ACLU launches national grass-roots voter expansion campaign at Lied Center

Faiz Shakir, national ACLU political director, speaks Sunday, Oct. 1, 2017 at the Lied Center launch of a national campaign to expand voting rights. Shakir shared victories the ACLU has won against voter suppression measures but said the grass-roots campaign would take the offensive to expand voting rights and participation in the American democracy.

In the home county of the “king of voter suppression,” the American Civil Liberties Union announced Sunday a nationwide campaign to go on the offensive to expand voting rights.

That king would be Kansas Secretary of State and Lecompton resident Kris Kobach, whose name was mentioned often by the ACLU speakers addressing a nearly full house at the Lied Center, and a national webcast audience watching the launch of the organization’s Let People Vote campaign.

Dale Ho, director of the ACLU Voting Rights Project, shared the ACLU’s courtroom success in rolling back photo identification voter registration requirements passed in North Carolina. Like other election legislation enacted nationally in the wake of the 2008 presidential election, the North Carolina bill sought to make voter registration and voting more difficult for those demographics who turned out in large numbers to elect Barack Obama, he said. That intent was demonstrated by the bill making the use of government-issued student IDs and public assistance identification unacceptable forms of voter registration identification, he said.

Like a basketball post player, the ACLU could continue to swat away such measures in court, Ho said. But he and other speakers at the event said it was time to take another direction.

“We have to go on the offensive,” he said. “We have to work together to create the kind of inclusive democracy that is consistent with our highest aspirations.”

That offensive was especially necessary in light of President Donald Trump’s election integrity commission, of which Kobach is vice-chairman, speakers said. Kobach uses false narratives to make the case for unneeded solutions, said Micah Kubic, executive director of ACLU of Kansas. The presidential commission is a continuation of that ploy, with the false narrative being a defense of Trump’s unsubstantiated claim he lost the 2016 popular vote to Hillary Clinton because more than 3 million unauthorized immigrants voted in the election, he said.
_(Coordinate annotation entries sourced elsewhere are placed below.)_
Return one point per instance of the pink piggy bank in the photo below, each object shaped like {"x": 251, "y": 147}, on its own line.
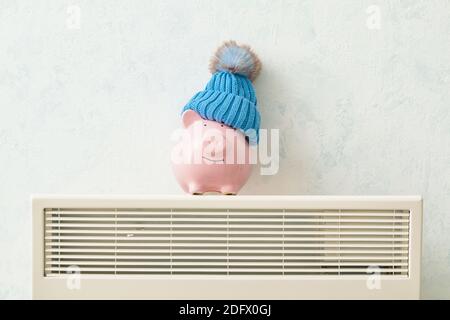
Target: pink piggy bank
{"x": 211, "y": 157}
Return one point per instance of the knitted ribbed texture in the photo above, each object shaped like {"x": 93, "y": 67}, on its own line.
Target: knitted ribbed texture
{"x": 230, "y": 99}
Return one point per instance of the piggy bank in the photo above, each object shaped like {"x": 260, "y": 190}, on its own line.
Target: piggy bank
{"x": 210, "y": 157}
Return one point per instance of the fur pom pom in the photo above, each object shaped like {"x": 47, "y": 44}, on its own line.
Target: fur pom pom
{"x": 234, "y": 58}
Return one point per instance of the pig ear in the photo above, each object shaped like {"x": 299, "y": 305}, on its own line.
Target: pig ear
{"x": 189, "y": 117}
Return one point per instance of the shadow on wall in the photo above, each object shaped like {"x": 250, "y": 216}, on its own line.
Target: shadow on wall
{"x": 273, "y": 94}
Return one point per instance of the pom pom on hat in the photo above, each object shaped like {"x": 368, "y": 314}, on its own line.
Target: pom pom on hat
{"x": 237, "y": 59}
{"x": 229, "y": 96}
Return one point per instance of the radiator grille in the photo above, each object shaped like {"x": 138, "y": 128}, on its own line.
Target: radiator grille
{"x": 226, "y": 242}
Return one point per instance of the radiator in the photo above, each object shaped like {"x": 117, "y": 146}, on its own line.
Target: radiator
{"x": 236, "y": 247}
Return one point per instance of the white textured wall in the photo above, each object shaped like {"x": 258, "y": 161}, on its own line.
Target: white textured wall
{"x": 89, "y": 110}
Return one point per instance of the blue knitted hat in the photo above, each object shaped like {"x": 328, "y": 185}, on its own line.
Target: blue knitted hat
{"x": 229, "y": 96}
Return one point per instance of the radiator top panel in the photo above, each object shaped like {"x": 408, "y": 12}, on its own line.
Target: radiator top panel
{"x": 249, "y": 242}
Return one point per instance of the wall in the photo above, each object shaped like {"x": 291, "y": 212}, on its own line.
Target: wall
{"x": 359, "y": 90}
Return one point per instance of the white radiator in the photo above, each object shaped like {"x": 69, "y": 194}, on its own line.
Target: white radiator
{"x": 236, "y": 247}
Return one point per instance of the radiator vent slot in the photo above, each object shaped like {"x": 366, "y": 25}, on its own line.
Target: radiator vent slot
{"x": 226, "y": 242}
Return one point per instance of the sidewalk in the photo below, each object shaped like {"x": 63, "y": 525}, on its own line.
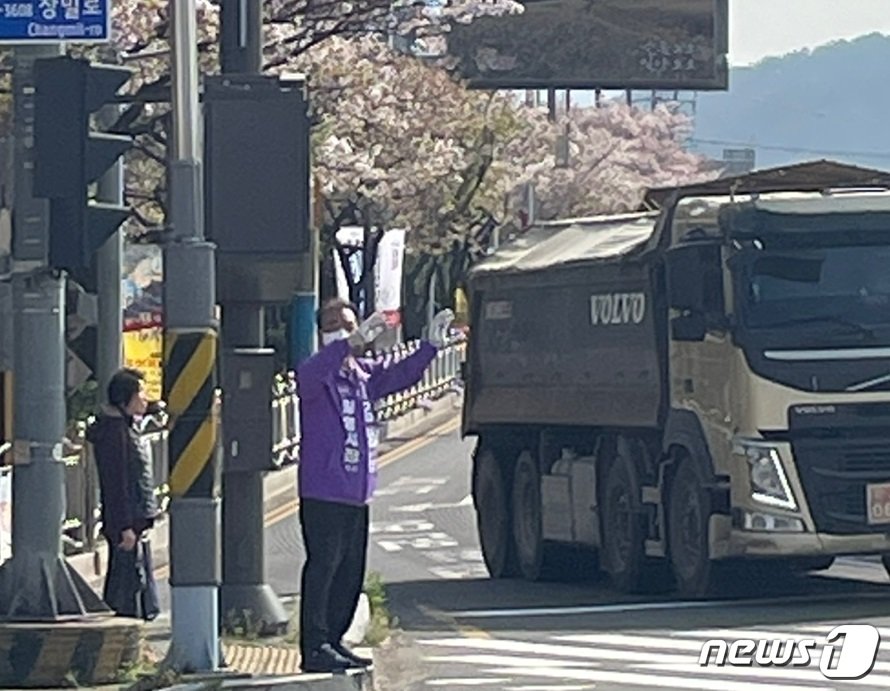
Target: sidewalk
{"x": 273, "y": 663}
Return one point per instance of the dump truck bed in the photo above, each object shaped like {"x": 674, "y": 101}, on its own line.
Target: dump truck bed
{"x": 568, "y": 328}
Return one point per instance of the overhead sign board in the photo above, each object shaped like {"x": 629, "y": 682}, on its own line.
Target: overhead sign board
{"x": 606, "y": 44}
{"x": 55, "y": 21}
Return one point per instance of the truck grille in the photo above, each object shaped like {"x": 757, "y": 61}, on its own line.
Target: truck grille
{"x": 835, "y": 473}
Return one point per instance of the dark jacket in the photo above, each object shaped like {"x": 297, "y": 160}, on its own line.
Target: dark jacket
{"x": 126, "y": 479}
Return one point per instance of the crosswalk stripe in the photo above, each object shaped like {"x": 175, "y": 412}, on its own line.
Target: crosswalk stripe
{"x": 633, "y": 641}
{"x": 811, "y": 673}
{"x": 473, "y": 681}
{"x": 512, "y": 661}
{"x": 826, "y": 629}
{"x": 667, "y": 643}
{"x": 515, "y": 653}
{"x": 650, "y": 680}
{"x": 734, "y": 634}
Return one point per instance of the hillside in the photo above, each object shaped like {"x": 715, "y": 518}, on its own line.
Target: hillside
{"x": 832, "y": 102}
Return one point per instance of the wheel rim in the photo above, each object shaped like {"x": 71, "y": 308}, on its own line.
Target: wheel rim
{"x": 619, "y": 527}
{"x": 526, "y": 523}
{"x": 490, "y": 513}
{"x": 688, "y": 550}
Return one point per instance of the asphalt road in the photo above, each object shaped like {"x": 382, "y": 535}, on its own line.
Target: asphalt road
{"x": 462, "y": 631}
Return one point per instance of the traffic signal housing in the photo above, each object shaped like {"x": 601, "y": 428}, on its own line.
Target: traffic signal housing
{"x": 69, "y": 156}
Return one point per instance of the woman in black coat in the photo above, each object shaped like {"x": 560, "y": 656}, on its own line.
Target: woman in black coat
{"x": 129, "y": 506}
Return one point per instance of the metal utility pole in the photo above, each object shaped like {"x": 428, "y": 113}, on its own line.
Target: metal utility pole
{"x": 109, "y": 340}
{"x": 37, "y": 584}
{"x": 190, "y": 353}
{"x": 242, "y": 36}
{"x": 244, "y": 589}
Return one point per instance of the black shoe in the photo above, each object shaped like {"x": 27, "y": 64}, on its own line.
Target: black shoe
{"x": 325, "y": 659}
{"x": 351, "y": 656}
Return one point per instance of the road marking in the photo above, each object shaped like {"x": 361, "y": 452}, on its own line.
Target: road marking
{"x": 634, "y": 641}
{"x": 465, "y": 630}
{"x": 653, "y": 680}
{"x": 423, "y": 508}
{"x": 280, "y": 513}
{"x": 654, "y": 606}
{"x": 543, "y": 660}
{"x": 467, "y": 682}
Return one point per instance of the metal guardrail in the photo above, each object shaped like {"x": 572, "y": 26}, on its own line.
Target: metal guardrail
{"x": 81, "y": 528}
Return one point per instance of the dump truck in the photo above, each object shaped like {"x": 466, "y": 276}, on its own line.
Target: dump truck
{"x": 682, "y": 390}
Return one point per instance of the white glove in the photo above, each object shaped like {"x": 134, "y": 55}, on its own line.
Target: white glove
{"x": 439, "y": 328}
{"x": 369, "y": 330}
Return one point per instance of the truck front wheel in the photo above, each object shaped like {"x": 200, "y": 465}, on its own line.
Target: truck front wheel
{"x": 624, "y": 557}
{"x": 490, "y": 493}
{"x": 688, "y": 518}
{"x": 527, "y": 528}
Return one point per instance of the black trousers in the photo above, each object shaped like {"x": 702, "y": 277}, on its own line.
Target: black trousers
{"x": 130, "y": 587}
{"x": 336, "y": 541}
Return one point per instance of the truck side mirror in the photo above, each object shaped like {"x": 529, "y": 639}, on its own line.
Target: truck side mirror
{"x": 695, "y": 278}
{"x": 689, "y": 327}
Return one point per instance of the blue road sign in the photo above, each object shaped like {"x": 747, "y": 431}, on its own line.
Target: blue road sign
{"x": 55, "y": 21}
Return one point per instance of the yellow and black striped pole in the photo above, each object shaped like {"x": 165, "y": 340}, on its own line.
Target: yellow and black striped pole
{"x": 190, "y": 376}
{"x": 191, "y": 333}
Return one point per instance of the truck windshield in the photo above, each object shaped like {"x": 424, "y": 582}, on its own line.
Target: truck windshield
{"x": 841, "y": 285}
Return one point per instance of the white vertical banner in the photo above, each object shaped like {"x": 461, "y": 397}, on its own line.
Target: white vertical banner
{"x": 348, "y": 236}
{"x": 5, "y": 513}
{"x": 390, "y": 260}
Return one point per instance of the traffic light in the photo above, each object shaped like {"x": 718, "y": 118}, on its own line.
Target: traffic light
{"x": 69, "y": 156}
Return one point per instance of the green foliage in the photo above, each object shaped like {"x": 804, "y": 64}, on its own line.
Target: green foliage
{"x": 381, "y": 623}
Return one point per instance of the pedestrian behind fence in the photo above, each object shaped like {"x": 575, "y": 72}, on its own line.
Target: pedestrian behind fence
{"x": 338, "y": 470}
{"x": 129, "y": 505}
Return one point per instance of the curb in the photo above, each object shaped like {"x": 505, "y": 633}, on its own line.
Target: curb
{"x": 53, "y": 654}
{"x": 280, "y": 486}
{"x": 354, "y": 680}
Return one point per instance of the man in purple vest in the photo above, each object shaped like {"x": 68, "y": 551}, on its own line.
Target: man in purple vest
{"x": 338, "y": 470}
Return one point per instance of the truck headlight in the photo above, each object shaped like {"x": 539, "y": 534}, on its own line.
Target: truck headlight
{"x": 769, "y": 485}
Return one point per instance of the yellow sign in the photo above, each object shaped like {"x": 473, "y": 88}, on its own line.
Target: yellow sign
{"x": 144, "y": 350}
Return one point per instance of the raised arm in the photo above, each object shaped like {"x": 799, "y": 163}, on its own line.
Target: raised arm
{"x": 387, "y": 379}
{"x": 392, "y": 377}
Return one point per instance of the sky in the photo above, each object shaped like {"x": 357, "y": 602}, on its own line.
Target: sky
{"x": 762, "y": 28}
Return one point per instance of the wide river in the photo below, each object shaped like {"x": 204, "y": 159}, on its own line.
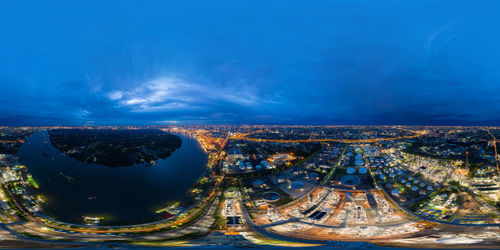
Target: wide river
{"x": 125, "y": 195}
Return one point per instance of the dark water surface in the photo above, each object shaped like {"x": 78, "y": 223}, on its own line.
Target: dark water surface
{"x": 125, "y": 194}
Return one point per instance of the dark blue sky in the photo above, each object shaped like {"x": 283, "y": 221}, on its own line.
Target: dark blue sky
{"x": 252, "y": 61}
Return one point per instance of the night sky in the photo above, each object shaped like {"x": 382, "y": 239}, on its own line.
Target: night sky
{"x": 336, "y": 62}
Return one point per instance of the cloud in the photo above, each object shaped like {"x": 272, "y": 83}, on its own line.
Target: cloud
{"x": 172, "y": 93}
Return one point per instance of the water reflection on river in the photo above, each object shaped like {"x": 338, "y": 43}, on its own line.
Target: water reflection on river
{"x": 125, "y": 194}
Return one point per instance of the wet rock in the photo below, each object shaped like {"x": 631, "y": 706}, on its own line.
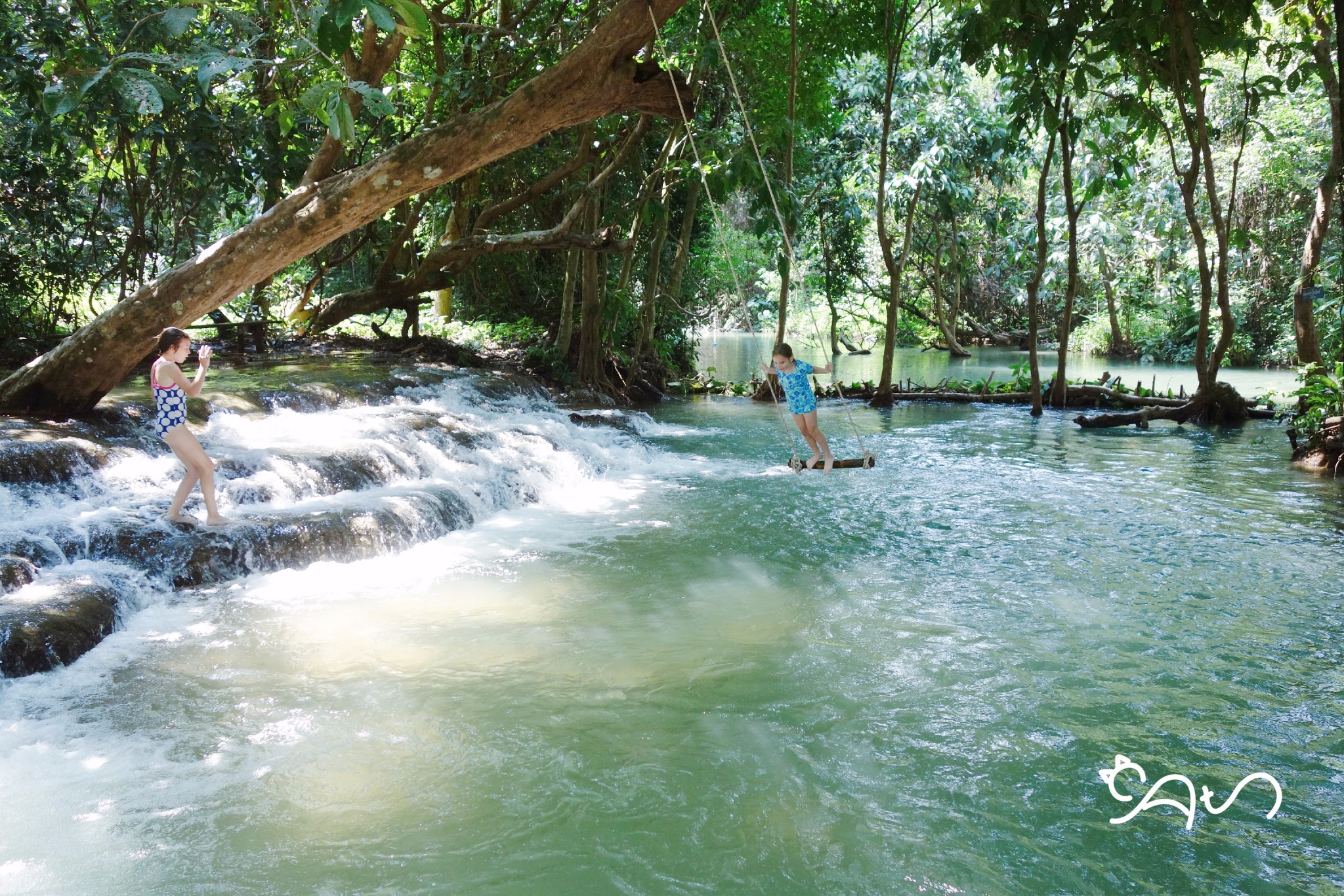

The Let People Vote campaign looks to get out in front of the voter-suppression recommendations the presidential commission will develop, Ho said. The goal is to return to the bipartisan tradition of supporting and expanding participation in the county’s political system that prevailed from 1965 to 2008, Ho said.

Sunday’s launch, which was viewed by 600 house parties in all 50 states and Washington, D.C., was the first step in creating a grass-roots Let People Vote movement in support of expanding voting rights, said Faiz Shakir, ACLU national political director. It was hoped those house parties would morph into organizational meetings at the end of the webcast, he said.

The grass-roots movement would have different goals for different states, said Ronald Newman, ACLU director of strategic initiatives. Campaigns in Florida and a few other states would focus on ending the lifetime denials of voting rights for convicted criminals while the campaigns of other states would look to end gerrymandering that creates artificial legislative majorities for one party, he said.

According to materials shared at the event, the Kansas goals are to repeal Kobach’s election policies, expand the early voting period, allow election-day voter registration and develop a streamlined advance ballot application process. The final goal is for Kansas to withdraw from the Interstate Crosscheck Program, an interstate database of registered voters meant to prevent voter fraud but criticized as discriminatory toward minorities.

Shakir said the grass-roots effort would not be a one-time event, but would require years of advocacy to accomplish the goals in all states.

“It’s going to take a lot of work,” he said. “We will win because we are working all together.”